Aujourd’hui, je suis sortie à 13h pour aiguiser un peu mon appétit qui ne venait pas. Vite, vite, je remplis, avec lassitude, mon attestation de sortie en mentionnant l’heure, je mets mon masque, je me chausse, je m’habille, je cherche mon sac à main. Et, il est déjà 13h10 !

Et je suis déjà stressée…

Dehors, pas un bruit ! Seules, dans ce silence pesant, résonnent les cloches de la cathédrale qui sonnent déjà 13h15 ! Je presse le pas. 
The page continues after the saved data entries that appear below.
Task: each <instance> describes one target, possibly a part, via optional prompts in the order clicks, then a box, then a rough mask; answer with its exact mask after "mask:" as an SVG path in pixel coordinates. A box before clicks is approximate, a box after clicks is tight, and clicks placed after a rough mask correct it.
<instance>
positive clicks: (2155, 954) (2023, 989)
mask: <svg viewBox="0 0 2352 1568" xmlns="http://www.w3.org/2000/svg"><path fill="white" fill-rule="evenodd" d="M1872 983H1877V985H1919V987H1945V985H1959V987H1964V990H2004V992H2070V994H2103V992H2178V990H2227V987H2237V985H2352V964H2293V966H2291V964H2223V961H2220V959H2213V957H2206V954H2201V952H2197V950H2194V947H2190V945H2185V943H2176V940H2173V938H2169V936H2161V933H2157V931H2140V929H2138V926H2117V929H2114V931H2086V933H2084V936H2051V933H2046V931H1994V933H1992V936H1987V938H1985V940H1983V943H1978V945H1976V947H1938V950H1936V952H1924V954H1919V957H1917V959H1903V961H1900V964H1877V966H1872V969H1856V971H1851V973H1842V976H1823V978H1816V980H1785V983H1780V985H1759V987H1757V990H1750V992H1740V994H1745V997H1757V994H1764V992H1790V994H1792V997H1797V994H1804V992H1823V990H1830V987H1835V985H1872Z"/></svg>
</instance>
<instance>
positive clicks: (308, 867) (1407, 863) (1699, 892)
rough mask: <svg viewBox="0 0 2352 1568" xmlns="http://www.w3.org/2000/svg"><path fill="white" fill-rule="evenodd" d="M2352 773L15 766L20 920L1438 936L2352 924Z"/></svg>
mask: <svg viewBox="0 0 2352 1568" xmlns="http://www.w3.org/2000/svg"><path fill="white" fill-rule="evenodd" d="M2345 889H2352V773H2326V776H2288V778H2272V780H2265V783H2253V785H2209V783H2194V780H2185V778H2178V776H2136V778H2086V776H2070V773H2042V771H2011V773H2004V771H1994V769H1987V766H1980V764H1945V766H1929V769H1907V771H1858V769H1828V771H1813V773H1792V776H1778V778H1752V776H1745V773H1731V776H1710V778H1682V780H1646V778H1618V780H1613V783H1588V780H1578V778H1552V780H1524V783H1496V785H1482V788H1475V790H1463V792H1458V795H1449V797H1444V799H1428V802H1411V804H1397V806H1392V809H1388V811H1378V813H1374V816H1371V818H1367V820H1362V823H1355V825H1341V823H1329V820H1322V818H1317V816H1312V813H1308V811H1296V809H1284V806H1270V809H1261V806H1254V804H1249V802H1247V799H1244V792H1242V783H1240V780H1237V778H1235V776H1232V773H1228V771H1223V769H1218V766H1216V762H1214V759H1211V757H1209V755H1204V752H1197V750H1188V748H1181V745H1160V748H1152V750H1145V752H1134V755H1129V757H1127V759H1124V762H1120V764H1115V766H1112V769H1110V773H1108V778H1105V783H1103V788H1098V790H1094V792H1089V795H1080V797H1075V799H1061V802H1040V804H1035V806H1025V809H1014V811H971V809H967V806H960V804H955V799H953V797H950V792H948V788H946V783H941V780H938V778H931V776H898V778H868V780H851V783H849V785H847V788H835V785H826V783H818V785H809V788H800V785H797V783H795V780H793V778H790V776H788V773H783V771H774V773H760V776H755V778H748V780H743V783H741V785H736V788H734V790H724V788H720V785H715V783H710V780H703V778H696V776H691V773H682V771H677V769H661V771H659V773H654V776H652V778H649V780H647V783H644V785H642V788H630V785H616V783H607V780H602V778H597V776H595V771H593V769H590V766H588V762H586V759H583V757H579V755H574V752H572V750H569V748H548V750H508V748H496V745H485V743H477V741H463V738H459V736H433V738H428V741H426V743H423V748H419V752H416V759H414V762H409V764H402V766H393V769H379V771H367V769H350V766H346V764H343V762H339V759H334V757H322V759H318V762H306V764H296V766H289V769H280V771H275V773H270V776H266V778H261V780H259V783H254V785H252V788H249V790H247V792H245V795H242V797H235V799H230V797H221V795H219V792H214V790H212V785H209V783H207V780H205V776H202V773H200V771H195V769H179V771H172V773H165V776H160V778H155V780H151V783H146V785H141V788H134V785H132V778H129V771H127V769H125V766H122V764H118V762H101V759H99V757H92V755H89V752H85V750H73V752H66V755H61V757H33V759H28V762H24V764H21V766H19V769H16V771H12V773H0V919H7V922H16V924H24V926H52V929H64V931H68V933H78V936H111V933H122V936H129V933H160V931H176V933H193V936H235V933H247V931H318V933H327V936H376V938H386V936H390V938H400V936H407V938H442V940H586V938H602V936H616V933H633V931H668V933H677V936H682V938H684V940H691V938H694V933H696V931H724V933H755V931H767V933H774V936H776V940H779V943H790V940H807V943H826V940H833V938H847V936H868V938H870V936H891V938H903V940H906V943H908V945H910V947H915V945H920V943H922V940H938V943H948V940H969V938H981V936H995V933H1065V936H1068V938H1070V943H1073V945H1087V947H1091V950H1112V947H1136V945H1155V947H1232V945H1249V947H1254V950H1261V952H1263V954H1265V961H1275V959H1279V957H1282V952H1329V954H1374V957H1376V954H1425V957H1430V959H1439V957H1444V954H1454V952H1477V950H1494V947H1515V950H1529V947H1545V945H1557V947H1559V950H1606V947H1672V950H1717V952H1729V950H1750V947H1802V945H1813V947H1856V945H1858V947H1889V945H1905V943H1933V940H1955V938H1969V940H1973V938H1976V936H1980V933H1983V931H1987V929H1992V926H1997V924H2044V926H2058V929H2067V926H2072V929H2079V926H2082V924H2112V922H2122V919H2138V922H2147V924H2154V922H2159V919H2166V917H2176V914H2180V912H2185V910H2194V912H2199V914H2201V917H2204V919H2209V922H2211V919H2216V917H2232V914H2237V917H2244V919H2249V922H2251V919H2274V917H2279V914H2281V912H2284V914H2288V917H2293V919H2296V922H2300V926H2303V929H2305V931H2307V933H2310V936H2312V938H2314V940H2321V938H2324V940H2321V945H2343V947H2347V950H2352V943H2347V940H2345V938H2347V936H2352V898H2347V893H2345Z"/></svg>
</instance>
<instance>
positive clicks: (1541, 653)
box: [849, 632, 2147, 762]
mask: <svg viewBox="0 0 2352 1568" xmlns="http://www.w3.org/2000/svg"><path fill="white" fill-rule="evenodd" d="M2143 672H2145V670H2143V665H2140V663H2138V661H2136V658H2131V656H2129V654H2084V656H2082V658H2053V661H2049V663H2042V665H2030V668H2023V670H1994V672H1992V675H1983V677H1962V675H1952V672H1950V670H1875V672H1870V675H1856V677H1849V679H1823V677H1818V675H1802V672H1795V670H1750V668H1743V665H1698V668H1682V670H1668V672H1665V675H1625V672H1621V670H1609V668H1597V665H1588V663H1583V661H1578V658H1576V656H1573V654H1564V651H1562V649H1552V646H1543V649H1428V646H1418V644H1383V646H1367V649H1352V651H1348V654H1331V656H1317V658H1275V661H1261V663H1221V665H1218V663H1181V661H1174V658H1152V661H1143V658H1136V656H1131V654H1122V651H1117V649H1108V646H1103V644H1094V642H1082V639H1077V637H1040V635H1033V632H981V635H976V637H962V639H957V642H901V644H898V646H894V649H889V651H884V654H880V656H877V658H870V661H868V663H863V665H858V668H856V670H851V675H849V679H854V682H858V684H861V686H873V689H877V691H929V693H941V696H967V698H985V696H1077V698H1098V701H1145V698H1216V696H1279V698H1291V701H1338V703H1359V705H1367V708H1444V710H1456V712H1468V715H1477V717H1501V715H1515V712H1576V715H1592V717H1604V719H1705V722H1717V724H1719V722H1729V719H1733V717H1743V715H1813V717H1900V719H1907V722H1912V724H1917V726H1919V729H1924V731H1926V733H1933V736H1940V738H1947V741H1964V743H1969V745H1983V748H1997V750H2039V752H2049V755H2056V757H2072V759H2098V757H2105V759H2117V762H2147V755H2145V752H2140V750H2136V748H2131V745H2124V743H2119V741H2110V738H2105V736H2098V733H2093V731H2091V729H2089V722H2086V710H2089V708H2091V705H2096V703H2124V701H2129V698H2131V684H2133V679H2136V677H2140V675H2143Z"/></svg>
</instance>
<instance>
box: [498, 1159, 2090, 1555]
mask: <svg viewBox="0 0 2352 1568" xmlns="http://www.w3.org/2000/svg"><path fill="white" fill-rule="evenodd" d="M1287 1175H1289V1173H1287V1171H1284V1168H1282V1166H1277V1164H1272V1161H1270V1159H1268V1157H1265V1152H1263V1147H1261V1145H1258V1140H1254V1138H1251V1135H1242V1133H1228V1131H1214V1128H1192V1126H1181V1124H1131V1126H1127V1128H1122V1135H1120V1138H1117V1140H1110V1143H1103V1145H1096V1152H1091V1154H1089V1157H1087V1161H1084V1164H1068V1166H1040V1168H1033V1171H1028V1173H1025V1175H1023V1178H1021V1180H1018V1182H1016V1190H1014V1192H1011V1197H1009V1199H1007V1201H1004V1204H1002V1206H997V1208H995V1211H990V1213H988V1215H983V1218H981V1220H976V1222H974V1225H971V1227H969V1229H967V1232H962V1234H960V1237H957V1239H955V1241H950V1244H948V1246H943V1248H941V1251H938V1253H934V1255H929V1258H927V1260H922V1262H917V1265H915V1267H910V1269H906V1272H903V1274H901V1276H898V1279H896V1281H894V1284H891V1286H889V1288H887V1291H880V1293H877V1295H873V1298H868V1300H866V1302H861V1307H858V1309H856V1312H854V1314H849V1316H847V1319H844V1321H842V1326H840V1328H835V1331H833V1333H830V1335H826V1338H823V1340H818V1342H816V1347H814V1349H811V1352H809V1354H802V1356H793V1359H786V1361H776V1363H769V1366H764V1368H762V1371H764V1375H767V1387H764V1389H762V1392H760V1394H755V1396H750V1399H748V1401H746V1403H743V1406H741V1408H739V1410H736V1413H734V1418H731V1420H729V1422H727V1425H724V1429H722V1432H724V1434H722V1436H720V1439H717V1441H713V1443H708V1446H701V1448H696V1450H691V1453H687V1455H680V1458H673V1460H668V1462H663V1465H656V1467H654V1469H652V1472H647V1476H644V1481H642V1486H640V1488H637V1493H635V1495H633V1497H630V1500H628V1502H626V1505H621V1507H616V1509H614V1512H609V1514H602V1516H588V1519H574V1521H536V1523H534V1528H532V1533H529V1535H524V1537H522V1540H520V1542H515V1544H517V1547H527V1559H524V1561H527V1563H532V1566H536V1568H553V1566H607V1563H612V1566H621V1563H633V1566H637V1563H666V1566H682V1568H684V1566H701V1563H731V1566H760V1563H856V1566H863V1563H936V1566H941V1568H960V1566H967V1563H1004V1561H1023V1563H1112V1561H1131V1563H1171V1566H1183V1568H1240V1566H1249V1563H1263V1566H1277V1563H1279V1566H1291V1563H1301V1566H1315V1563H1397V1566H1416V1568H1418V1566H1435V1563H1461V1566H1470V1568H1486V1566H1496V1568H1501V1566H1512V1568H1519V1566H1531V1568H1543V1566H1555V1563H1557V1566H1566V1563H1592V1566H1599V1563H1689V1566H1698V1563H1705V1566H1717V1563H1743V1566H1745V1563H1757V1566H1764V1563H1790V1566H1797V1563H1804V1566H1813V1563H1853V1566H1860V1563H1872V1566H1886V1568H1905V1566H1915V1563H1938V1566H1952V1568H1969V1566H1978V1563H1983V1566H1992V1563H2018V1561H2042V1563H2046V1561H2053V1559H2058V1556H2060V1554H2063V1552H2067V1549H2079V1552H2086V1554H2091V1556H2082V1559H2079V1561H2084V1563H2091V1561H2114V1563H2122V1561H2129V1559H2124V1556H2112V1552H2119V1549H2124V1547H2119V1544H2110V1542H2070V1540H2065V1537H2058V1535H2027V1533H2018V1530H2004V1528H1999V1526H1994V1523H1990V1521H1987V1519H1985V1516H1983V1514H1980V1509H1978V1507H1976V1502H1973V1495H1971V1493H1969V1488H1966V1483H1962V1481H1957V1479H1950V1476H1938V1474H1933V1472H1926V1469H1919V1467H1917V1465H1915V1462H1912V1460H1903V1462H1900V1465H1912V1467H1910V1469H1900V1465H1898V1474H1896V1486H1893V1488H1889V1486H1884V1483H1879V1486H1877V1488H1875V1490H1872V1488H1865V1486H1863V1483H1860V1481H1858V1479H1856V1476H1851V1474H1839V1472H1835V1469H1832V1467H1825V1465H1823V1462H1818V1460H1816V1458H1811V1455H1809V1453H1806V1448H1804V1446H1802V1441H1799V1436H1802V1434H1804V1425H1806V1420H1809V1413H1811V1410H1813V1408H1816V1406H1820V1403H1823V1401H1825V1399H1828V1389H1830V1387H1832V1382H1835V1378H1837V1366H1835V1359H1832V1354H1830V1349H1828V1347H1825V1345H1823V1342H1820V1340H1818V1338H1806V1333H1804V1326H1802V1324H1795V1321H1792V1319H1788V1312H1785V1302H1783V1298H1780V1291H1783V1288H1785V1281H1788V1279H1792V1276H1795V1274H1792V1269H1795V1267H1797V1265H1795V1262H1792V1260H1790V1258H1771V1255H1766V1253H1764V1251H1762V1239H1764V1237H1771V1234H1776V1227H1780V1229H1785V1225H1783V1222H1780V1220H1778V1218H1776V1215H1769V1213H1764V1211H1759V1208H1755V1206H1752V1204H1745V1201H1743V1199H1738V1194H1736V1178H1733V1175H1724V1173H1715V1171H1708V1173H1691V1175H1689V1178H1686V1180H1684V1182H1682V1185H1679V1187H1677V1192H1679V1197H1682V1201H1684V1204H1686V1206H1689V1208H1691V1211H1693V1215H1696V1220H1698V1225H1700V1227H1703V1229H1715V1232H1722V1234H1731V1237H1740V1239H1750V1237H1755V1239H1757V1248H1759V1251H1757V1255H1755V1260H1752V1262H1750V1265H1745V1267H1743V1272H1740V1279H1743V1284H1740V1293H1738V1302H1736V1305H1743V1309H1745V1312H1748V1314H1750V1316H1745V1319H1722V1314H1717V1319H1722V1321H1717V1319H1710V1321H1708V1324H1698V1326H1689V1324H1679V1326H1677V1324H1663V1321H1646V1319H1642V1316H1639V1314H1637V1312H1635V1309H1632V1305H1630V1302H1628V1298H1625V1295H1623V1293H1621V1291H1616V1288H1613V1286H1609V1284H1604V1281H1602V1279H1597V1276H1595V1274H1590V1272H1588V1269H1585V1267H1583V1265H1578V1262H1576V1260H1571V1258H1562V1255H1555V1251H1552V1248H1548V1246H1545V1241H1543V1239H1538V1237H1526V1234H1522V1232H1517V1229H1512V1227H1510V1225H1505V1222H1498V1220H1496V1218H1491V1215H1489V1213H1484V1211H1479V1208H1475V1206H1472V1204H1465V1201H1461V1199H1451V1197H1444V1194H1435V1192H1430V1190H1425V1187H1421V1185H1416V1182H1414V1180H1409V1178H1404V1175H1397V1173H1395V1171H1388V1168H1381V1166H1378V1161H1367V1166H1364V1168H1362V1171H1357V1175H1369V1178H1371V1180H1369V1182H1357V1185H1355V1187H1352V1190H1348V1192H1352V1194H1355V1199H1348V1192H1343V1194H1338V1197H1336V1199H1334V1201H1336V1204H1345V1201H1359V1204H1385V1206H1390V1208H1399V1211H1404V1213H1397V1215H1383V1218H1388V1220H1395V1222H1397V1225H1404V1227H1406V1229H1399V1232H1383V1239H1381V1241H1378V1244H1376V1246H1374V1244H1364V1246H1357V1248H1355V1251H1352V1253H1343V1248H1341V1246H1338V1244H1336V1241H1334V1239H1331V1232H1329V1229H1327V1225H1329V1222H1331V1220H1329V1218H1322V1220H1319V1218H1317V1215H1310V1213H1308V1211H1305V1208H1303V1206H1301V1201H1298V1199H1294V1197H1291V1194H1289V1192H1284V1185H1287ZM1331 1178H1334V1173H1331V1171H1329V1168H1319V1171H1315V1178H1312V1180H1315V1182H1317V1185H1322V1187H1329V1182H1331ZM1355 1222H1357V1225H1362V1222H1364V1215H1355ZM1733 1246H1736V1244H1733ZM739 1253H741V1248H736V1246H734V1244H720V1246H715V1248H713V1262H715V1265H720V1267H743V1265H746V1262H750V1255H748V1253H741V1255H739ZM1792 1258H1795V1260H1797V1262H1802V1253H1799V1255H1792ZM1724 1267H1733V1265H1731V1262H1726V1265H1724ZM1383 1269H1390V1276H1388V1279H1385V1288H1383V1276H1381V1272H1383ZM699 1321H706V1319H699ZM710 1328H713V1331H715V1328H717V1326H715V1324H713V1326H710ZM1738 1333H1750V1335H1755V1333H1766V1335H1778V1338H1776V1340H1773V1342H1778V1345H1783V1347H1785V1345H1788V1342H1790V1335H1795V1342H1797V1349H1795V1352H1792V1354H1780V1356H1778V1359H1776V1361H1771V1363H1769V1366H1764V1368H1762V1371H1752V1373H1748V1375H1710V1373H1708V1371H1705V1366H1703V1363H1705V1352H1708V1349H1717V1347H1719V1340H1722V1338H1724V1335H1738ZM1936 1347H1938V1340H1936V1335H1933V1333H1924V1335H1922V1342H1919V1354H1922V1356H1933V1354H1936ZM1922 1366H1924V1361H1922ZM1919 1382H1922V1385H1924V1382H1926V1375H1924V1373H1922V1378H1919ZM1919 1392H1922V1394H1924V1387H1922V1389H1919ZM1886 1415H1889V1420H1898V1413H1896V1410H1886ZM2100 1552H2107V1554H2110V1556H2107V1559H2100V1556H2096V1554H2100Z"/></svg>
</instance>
Je repense alors à un passé qui me semble lointain, lorsque les terrasses ensoleillées des cafés et des restaurants étaient remplies. Je revois les serveurs affairés aller et venir, préparer et débarrasser les tables pour en préparer d’autres. Quelle animation ! Comme c’était gai ! J’entends encore les conversations animées autour des tables : les rires, les exclamations…dans une ambiance un peu euphorique !

Je revois les sourires, les visages heureux, le bonheur de se retrouver autour d’une table.

Tout cela me manque…Je mesure alors l’impact de l’ambiance dans la ville. Aujourd’hui, Rouen est une ville morte privée de ses petits commerces, de toute cette chaleur humaine qui la fait vivre et qui la rend si agréable.

Tout est figé : l’affiche de cinéma « la bonne épouse »,  » une comédie euphorisante, sortie le 11 mars » me fait sourire un peu… Les vitrines de magasins restent identiques au fil des jours. Je relis à chaque fois les mêmes affiches : « En raison des mesures gouvernementales dues à l’épidémie de coronavirus…… » 

Seule satisfaction : les arbres et arbustes semblent renaître, les feuilles sont plus vertes.

La rue devient plus propre : les poubelles publiques sont moins remplies, pas de papiers ni déchets sur les trottoirs. Les pigeons, non effrayés par le bruit des voitures, prennent leur temps pour chercher un peu de nourriture sur les pelouses et parterres de fleurs.

D’habitude, je prends le temps de flâner un peu. Cette fois, décidément non, je n’ai pas le temps, je cours à la boulangerie de la rue du Gros horloge pour y chercher un plat cuisiné, encore stressée.

Je fais la queue en respectant la distanciation 

Derrière une personne qui n’en finit pas : elle en prend pour plusieurs personnes… J’attends un peu plus (le personnel est réduit, la serveuse me sert et doit répondre au téléphone en même temps !)

Résultat : Il est déjà 13h50 quand je rentre chez moi, encore plus stressée.

Je supporte de moins en moins ce paradoxe entre le fait d’avoir du temps et d’être obligée de se presser sans arrêt pour respecter les horaires.